If you don’t know what the mission was please have a look and read it.

In summary, the group should test an audio application, a software compressor plugin that needs its own host. The group was testing the plugin through the host which was an additional complication.

The mission for EWT17 was several weeks in the planning. I first came up with a rough outline, then bounced it off Anna and Markus who made it better without really knowing the application. We then pre-tested the whole mission with Anna and Markus on Thursday to make sure it was not too hard to do. I got interesting results to what they were looking at and we then decided that, yes, this mission is a go.

For me, the one of the main goals of the mission was to bring a bit more realism into it. So I introduced a bit of role playing in saying that all EWT testers are in one company in one group reporting to one test manager who has a problem he wants them to solve: Does this software compressor work and is stable enough for me to use tonight?

His problem is time limited and he wants an answer in 1.5 hours. I should rephrase that, he wants one answer. From his point of view it’s one problem, one question, one answer.
Of course in EWT people come from all over the world so this was always difficult to achieve but some people picked up on it as Jeroen also pointed out in his blog.

I wasn't actually expecting to get one but wasn't sure what people would do. Some testers refused an answer as per Michael Bolton's article.

Anna, Markus and me discussed if we should add a team lead role for this mission but decided against it as it wasn’t in line with the spirit of EWT to have a hierarchy. I was interested to see if one developed naturally or not, which didn’t happen – no problem there.

The other big difference in this mission compared to previous ones is that I picked a domain where not many people would have knowledge of – audio recording and engineering. There are actually a lot of parallels with software testing but that’s another story or blog.
When the mission was released people realised within a couple of minutes that they don’t know enough about the domain to be able to test the application. Some went into ET testing mode, some Googled and found the Wiki page that explains very well what it’s all about. No one thought about asking if there are domain experts in the group of which we had one, Zeger. He actually couldn’t get the software to start on his laptop so was available to answer questions. He picked up on some assumptions people made and threw in some very valuable comments. Some were picked up, others weren’t, for example the important one about asking if the test manager is using the same plug-in host or not as this could invalidate the test effort. Yes, he did and it would actually..

The Test Manager gave the group pretty much an impossible task. Find out if the application is stable. What does stable mean without context? Without knowing what hardware is used, operating system (as someone pointed out), other software installed stable is pretty much meaningless.

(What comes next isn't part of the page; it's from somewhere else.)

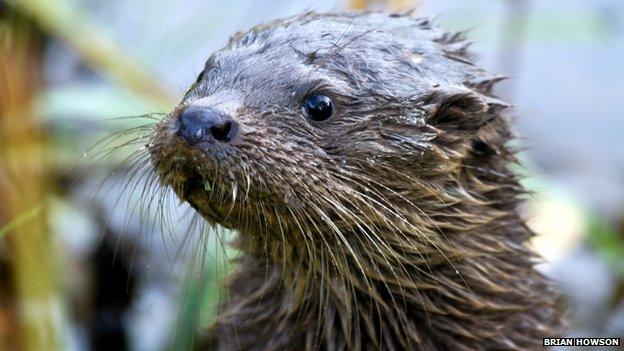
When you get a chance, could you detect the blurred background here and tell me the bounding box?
[0,0,623,350]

The other big area that I wanted to explore with this mission is testability. There are several possible meanings. One issue with testability is that the testers didn’t have enough domain knowledge to know how they would actually test the application. The Rocket reduces the dynamic range but how many testers know how to test that?

The other issue is about measuring if the dynamic range actually has been reduced and by the right amount. Since we’re talking about audio here we can’t rely on our senses as they aren’t up to the task. Sure we can hear if something gets quieter and louder but only if the difference is quite large. How large depends on the testers ears so it is really subjective.

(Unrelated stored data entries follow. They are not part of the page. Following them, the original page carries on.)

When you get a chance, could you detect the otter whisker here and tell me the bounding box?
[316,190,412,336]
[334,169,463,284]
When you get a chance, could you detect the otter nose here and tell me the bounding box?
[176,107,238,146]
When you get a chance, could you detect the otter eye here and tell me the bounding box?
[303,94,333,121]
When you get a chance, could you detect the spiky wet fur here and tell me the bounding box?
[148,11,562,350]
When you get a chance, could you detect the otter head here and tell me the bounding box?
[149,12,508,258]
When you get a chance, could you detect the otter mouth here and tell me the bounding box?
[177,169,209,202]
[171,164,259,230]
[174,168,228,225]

There are some freeware tools that would help with this task, for example the freeware audio editor and recorder. A tester could then record the output of the plugin and compare waveforms or rely on the measure tools that come with the audio editor application. All in all a pretty difficult task. I only mention it here because the secondary objective was to find out if the attack of the plugin was fast enough. Something that could only be tested with additional tools and was largely ignored by the group, which was good. If you have your hands full with the main objective don’t get distracted with nice to have’s – thumbs up for the EWT testers.

The group dynamics where interesting to see and also the extend to which testers picked up on what information others typed into Skype. I tried to facilitate more group working which hasn’t worked so well. This is clearly something we need to think about again for future missions.

It was an intense session but one where I think everyone got something out of. To the new people who joined us for EWT17, it’s not always like that!

I’d like to everyone who participated who made this session a success and gave me lots to think about – and that’s a good thing.